There is no greater clarity around the Roadmap to Sustainable Investment, which was released last October to build on the Green Finance Strategy by “ensuring a flow of decision-useful information on environmental sustainability from corporates to financial market participants”.
All key elements of the roadmap are subject to delay. The government was expected to take the first step toward establishing a green taxonomy in Q1 2022, with the publication of the technical screening criteria for two of its six environmental objectives, climate mitigation and adaptation.
“It is an under-statement to say this is long-awaited. Our members want to see the consultation paper as soon as possible as it would give some clarity on the future direction of the UK taxonomy,” said Warwick Thompson.
The UK green taxonomy interacts with SDRs, also part of the roadmap, which set new reporting requirements for corporates, asset managers and owners, and investment products, including funds.

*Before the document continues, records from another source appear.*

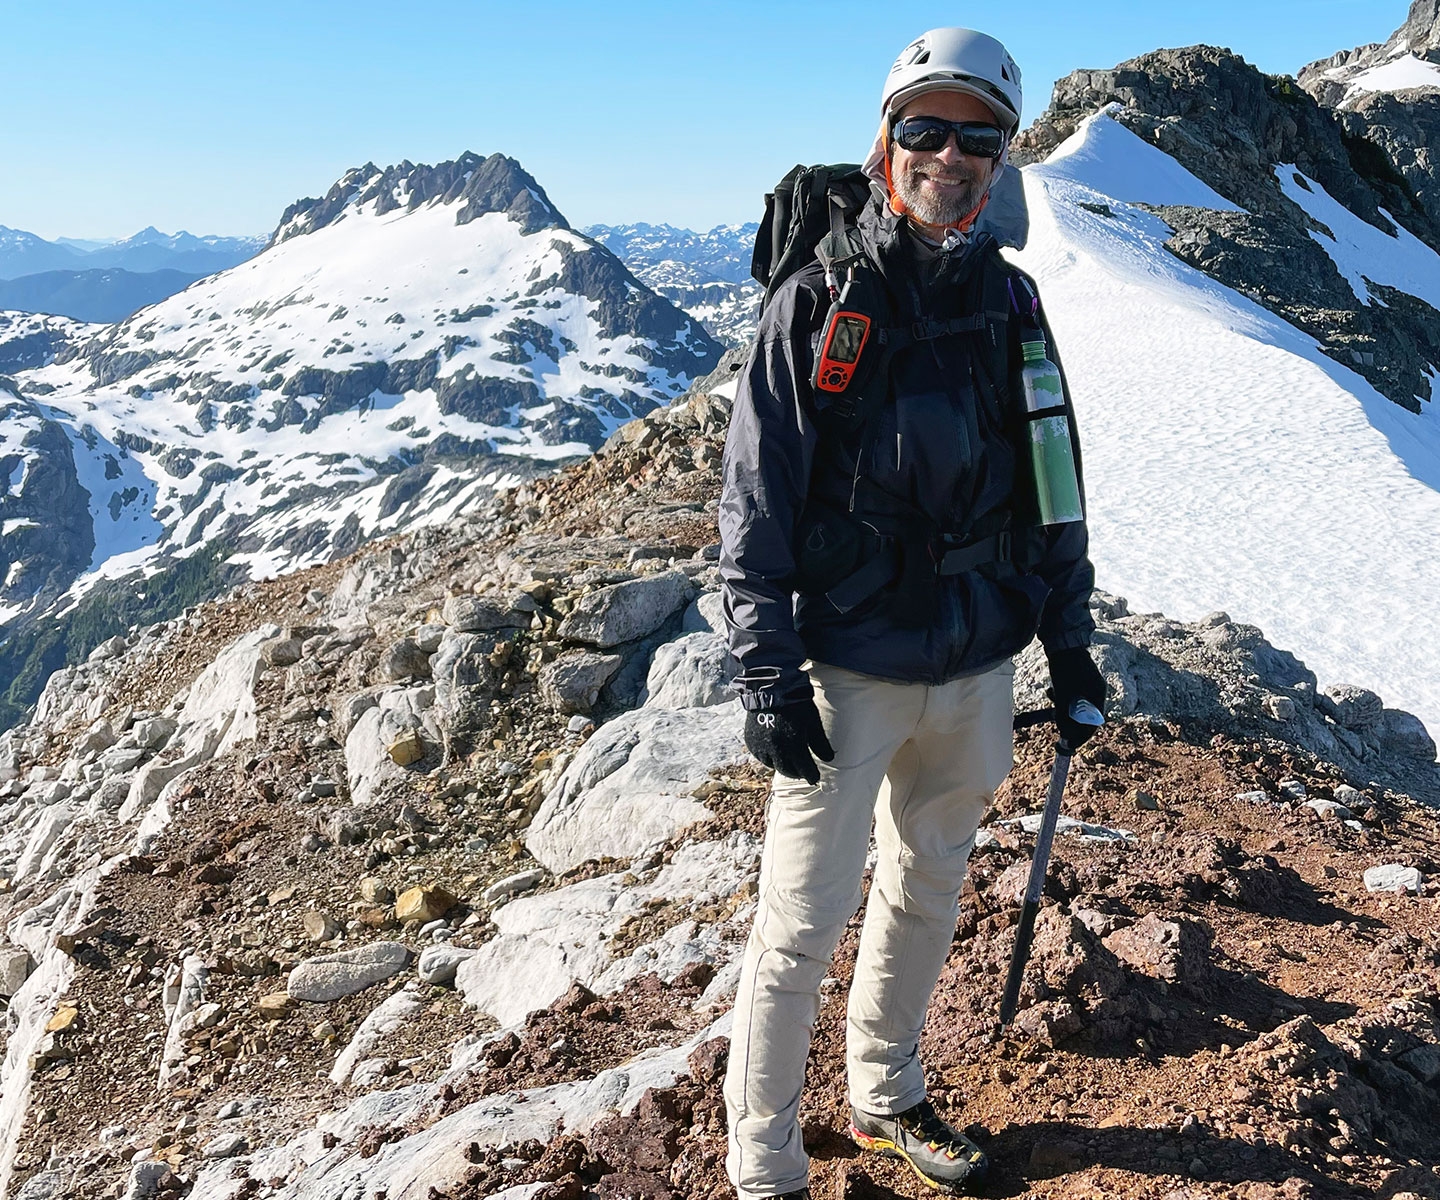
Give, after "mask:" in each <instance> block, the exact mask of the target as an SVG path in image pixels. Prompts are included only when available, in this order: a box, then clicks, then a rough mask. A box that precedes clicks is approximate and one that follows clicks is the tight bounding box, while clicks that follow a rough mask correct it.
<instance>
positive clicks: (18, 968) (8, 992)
mask: <svg viewBox="0 0 1440 1200" xmlns="http://www.w3.org/2000/svg"><path fill="white" fill-rule="evenodd" d="M29 975H30V952H29V951H27V949H26V948H24V946H0V995H4V997H10V995H14V994H16V993H17V991H19V990H20V985H22V984H23V982H24V981H26V978H29Z"/></svg>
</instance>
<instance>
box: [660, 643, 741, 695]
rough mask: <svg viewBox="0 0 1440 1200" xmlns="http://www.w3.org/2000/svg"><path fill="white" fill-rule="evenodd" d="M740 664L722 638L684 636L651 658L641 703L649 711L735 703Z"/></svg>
mask: <svg viewBox="0 0 1440 1200" xmlns="http://www.w3.org/2000/svg"><path fill="white" fill-rule="evenodd" d="M739 670H740V664H739V663H736V661H734V658H732V657H730V648H729V645H726V640H724V637H723V635H721V634H708V632H697V634H685V635H684V637H680V638H677V640H675V641H667V642H665V644H664V645H661V647H660V648H658V650H657V651H655V657H654V658H651V664H649V674H648V676H647V677H645V690H644V693H641V703H642V704H644V706H645V707H649V709H707V707H710V706H711V704H723V703H724V702H726V700H733V699H734V693H732V691H730V680H733V679H734V677H736V674H737V673H739Z"/></svg>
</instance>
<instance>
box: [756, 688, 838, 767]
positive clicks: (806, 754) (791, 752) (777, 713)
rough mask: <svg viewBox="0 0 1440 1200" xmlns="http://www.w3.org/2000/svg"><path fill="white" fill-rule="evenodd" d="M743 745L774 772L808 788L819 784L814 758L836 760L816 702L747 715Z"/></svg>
mask: <svg viewBox="0 0 1440 1200" xmlns="http://www.w3.org/2000/svg"><path fill="white" fill-rule="evenodd" d="M744 745H746V748H747V749H749V751H750V753H753V755H755V756H756V758H757V759H759V761H760V762H763V764H765V765H766V766H769V768H770V769H772V771H778V772H779V774H780V775H789V776H791V778H792V779H804V781H805V782H808V784H818V782H819V768H818V766H816V765H815V758H819V759H821V762H831V761H832V759H834V758H835V751H834V749H832V748H831V745H829V739H828V738H827V736H825V726H824V725H822V723H821V719H819V710H818V709H816V707H815V702H814V700H796V702H795V703H791V704H782V706H780V707H778V709H765V710H762V712H752V713H746V715H744ZM812 755H814V758H812Z"/></svg>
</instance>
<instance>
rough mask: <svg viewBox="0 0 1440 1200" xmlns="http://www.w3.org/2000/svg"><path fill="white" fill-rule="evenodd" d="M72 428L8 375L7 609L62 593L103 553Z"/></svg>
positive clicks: (1, 401)
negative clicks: (24, 397) (27, 396)
mask: <svg viewBox="0 0 1440 1200" xmlns="http://www.w3.org/2000/svg"><path fill="white" fill-rule="evenodd" d="M89 503H91V497H89V493H88V491H85V488H84V487H81V481H79V475H78V474H76V471H75V454H73V451H72V447H71V439H69V436H68V435H66V432H65V428H63V426H62V425H59V422H55V421H50V419H48V418H46V416H45V415H43V413H42V412H40V411H39V409H37V408H36V406H35V405H33V403H30V402H29V400H24V399H20V398H17V396H16V395H14V393H13V392H10V390H7V380H0V608H17V609H24V608H29V606H32V605H36V604H45V602H48V601H53V599H55V598H56V596H59V595H60V594H62V592H63V591H65V588H68V586H69V583H71V581H72V579H73V578H75V576H76V575H79V573H81V572H82V570H84V569H85V568H86V566H89V562H91V556H92V555H94V552H95V532H94V527H92V524H91V513H89Z"/></svg>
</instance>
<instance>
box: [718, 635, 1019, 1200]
mask: <svg viewBox="0 0 1440 1200" xmlns="http://www.w3.org/2000/svg"><path fill="white" fill-rule="evenodd" d="M809 674H811V680H812V681H814V684H815V703H816V706H818V707H819V713H821V717H822V719H824V722H825V730H827V733H828V735H829V740H831V745H832V746H834V748H835V761H834V762H832V764H819V768H821V781H819V784H818V785H816V787H811V785H809V784H806V782H805V781H804V779H791V778H788V776H783V775H776V776H775V787H773V789H772V794H770V802H769V810H768V812H766V833H765V851H763V857H762V860H760V895H759V906H757V909H756V913H755V925H753V928H752V929H750V941H749V942H747V945H746V949H744V965H743V968H742V972H740V987H739V993H737V995H736V1003H734V1029H733V1033H732V1040H730V1066H729V1072H727V1075H726V1082H724V1098H726V1108H727V1111H729V1118H730V1152H729V1157H727V1158H726V1167H727V1171H729V1174H730V1181H732V1183H733V1184H734V1186H736V1190H737V1191H739V1194H740V1196H742V1197H744V1200H752V1197H762V1196H778V1194H780V1193H785V1191H792V1190H795V1188H799V1187H805V1186H806V1181H808V1174H809V1158H808V1157H806V1154H805V1147H804V1145H802V1142H801V1129H799V1102H801V1088H802V1086H804V1083H805V1060H806V1056H808V1053H809V1042H811V1033H812V1030H814V1027H815V1017H816V1016H818V1013H819V984H821V980H822V978H824V977H825V970H827V967H828V965H829V959H831V955H832V954H834V951H835V944H837V942H838V941H840V935H841V933H842V932H844V929H845V923H847V922H848V921H850V918H851V916H852V915H854V912H855V909H857V908H858V906H860V882H861V874H863V872H864V867H865V856H867V851H868V846H870V827H871V820H874V831H876V844H877V848H878V859H877V861H876V870H874V877H873V880H871V887H870V900H868V905H867V910H865V923H864V928H863V931H861V938H860V952H858V957H857V959H855V975H854V980H852V982H851V987H850V1008H848V1017H847V1027H845V1034H847V1036H845V1050H847V1056H845V1060H847V1069H848V1076H850V1099H851V1103H854V1105H855V1106H857V1108H860V1109H863V1111H865V1112H876V1114H893V1112H901V1111H904V1109H907V1108H910V1106H912V1105H914V1103H917V1102H919V1101H920V1099H923V1098H924V1076H923V1072H922V1069H920V1060H919V1056H917V1044H919V1039H920V1027H922V1026H923V1024H924V1011H926V1007H927V1006H929V1003H930V993H932V990H933V988H935V981H936V980H937V978H939V975H940V968H942V967H943V964H945V955H946V951H948V949H949V945H950V939H952V936H953V933H955V918H956V910H958V905H956V902H958V897H959V893H960V883H962V882H963V880H965V866H966V861H968V860H969V853H971V847H972V846H973V844H975V831H976V828H978V827H979V823H981V817H982V815H984V812H985V808H986V805H988V804H989V801H991V795H992V794H994V791H995V788H998V787H999V784H1001V782H1002V781H1004V778H1005V775H1008V774H1009V768H1011V749H1012V735H1011V720H1012V717H1014V707H1012V703H1014V702H1012V683H1014V676H1015V667H1014V664H1012V663H1004V664H1001V666H999V667H996V668H994V670H991V671H988V673H985V674H982V676H971V677H968V679H959V680H955V681H952V683H946V684H943V686H939V687H929V686H926V684H919V683H890V681H886V680H880V679H874V677H871V676H863V674H857V673H855V671H847V670H842V668H840V667H829V666H824V664H811V667H809Z"/></svg>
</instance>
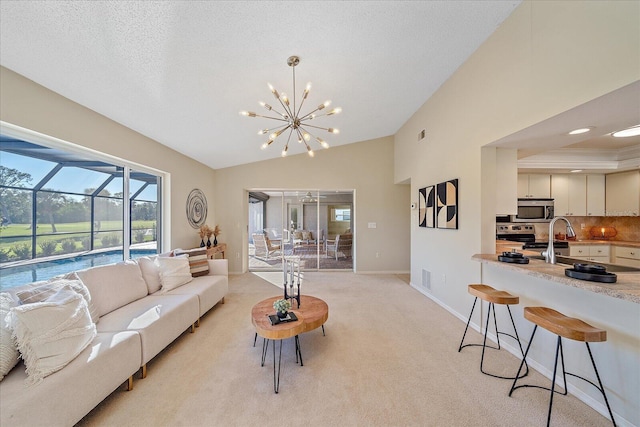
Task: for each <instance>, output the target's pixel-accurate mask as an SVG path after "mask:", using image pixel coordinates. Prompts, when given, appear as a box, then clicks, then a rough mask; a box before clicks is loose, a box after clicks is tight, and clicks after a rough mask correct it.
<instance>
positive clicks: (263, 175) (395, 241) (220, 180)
mask: <svg viewBox="0 0 640 427" xmlns="http://www.w3.org/2000/svg"><path fill="white" fill-rule="evenodd" d="M257 146H258V141H256V147H257ZM393 150H394V149H393V138H391V137H386V138H379V139H375V140H371V141H365V142H359V143H355V144H349V145H345V146H340V147H333V148H331V149H329V150H319V151H318V152H316V155H315V157H314V158H309V157H308V156H307V155H306V154H300V155H297V156H290V157H287V158H284V159H282V158H279V159H274V160H267V161H264V162H258V163H252V164H248V165H241V166H235V167H231V168H225V169H219V170H216V188H215V193H216V218H218V219H219V222H220V226H221V227H222V229H223V233H225V234H224V238H223V239H222V241H224V242H225V243H227V245H228V252H227V253H228V254H229V256H228V257H229V269H230V271H232V272H242V271H246V270H247V261H246V260H247V253H246V250H247V247H246V244H245V243H244V242H246V241H247V238H246V237H247V236H246V233H247V231H246V230H247V219H246V212H247V203H248V202H247V190H250V189H254V188H260V189H268V188H272V189H279V190H294V191H295V190H305V191H307V190H354V191H355V192H354V206H355V230H356V231H355V233H356V237H355V238H356V241H355V265H356V270H357V271H358V272H408V271H409V220H410V212H411V209H410V203H411V202H410V197H409V186H408V185H396V184H394V183H393ZM369 222H375V223H376V225H377V228H375V229H370V228H368V227H367V224H368V223H369ZM376 252H378V253H379V255H380V257H379V258H376V256H375V254H376Z"/></svg>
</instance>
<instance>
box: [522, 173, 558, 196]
mask: <svg viewBox="0 0 640 427" xmlns="http://www.w3.org/2000/svg"><path fill="white" fill-rule="evenodd" d="M518 197H521V198H524V197H528V198H535V199H548V198H549V197H551V175H546V174H537V173H536V174H518Z"/></svg>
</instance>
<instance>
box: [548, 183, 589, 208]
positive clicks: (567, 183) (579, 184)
mask: <svg viewBox="0 0 640 427" xmlns="http://www.w3.org/2000/svg"><path fill="white" fill-rule="evenodd" d="M551 197H553V199H554V212H555V215H556V216H586V215H587V177H586V176H585V175H569V174H559V175H551Z"/></svg>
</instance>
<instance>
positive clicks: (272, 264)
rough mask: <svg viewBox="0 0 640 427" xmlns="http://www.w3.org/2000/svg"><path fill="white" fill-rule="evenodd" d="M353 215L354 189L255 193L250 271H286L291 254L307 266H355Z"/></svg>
mask: <svg viewBox="0 0 640 427" xmlns="http://www.w3.org/2000/svg"><path fill="white" fill-rule="evenodd" d="M353 218H354V216H353V191H328V190H325V191H318V190H295V191H293V190H291V191H272V190H264V189H262V190H256V191H251V192H250V193H249V242H248V244H249V251H248V253H249V270H252V271H259V270H264V271H276V270H280V269H282V259H283V257H285V256H298V257H300V258H301V260H302V261H303V262H302V266H303V268H304V269H305V270H353V259H354V257H353V254H354V246H355V243H354V242H355V240H354V239H353V233H352V230H353Z"/></svg>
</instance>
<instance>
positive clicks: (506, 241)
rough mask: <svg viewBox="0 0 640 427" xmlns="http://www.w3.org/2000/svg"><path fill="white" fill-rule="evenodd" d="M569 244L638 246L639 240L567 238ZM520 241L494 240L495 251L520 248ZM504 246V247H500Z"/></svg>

Responsibility for the legislation needed to introduce the taxonomy and the SDRs cuts across departments, requiring agreement between former BEIS chief Kwarteng and his successor, Rees-Mogg. The SDRs must also incorporate the recommendations of the Transition Plan Taskforce, which launched its call for evidence in May into mandatory requirements for corporates’ plans to transition their business models in line with net zero objectives.
The Financial Conduct Authority is due to release a paper outlining its plans for SDRs during the autumn. But the regulator may decide to wait for government-level agreement on the taxonomy and related issues before doing so.
“We are concerned that the final SDR regime won’t be as effective and robust, and won’t give investors as much clarity, if components are missing,” said Warwick Thompson.
The UK has committed to adopting the disclosure standards proposed by the International Sustainability Standards Board into the SDR regime.
The challenges presented by domestic political events to the UK government’s efforts to advance its climate and green finance policies could have wider consequences. According to some experts, the UK’s COP26 presidency, which ends in November, risks losing momentum if the UK is no longer seen as a global leader on measures to mitigate climate change.
“COP 27 is not long away, but it’s probably a good milestone for us to hold the government to account in terms of progress on all of these sustainable finance initiatives. If there is still no clarity, our concerns will be even higher than they are the at the moment,” said Warwick Thompson.
The summit, to be held over two weeks in Sharm El-Sheikh, could also serve as an incentive for the new UK government to increase its focus on climate-related policies, he said.
“Ahead of COP27, we’d like to see clarity on sustainable finance initiatives such as the green taxonomy, SDRs, including fund labelling, and transition plans as well. Moving ahead with those and the Green Finance Strategy could allow the UK government to make a big impact at COP27. [New UK PM] Liz Truss wants to be seen as a credible, serious leader on the world stage and she could use these climate and sustainable finance policies to show the UK leading the way.”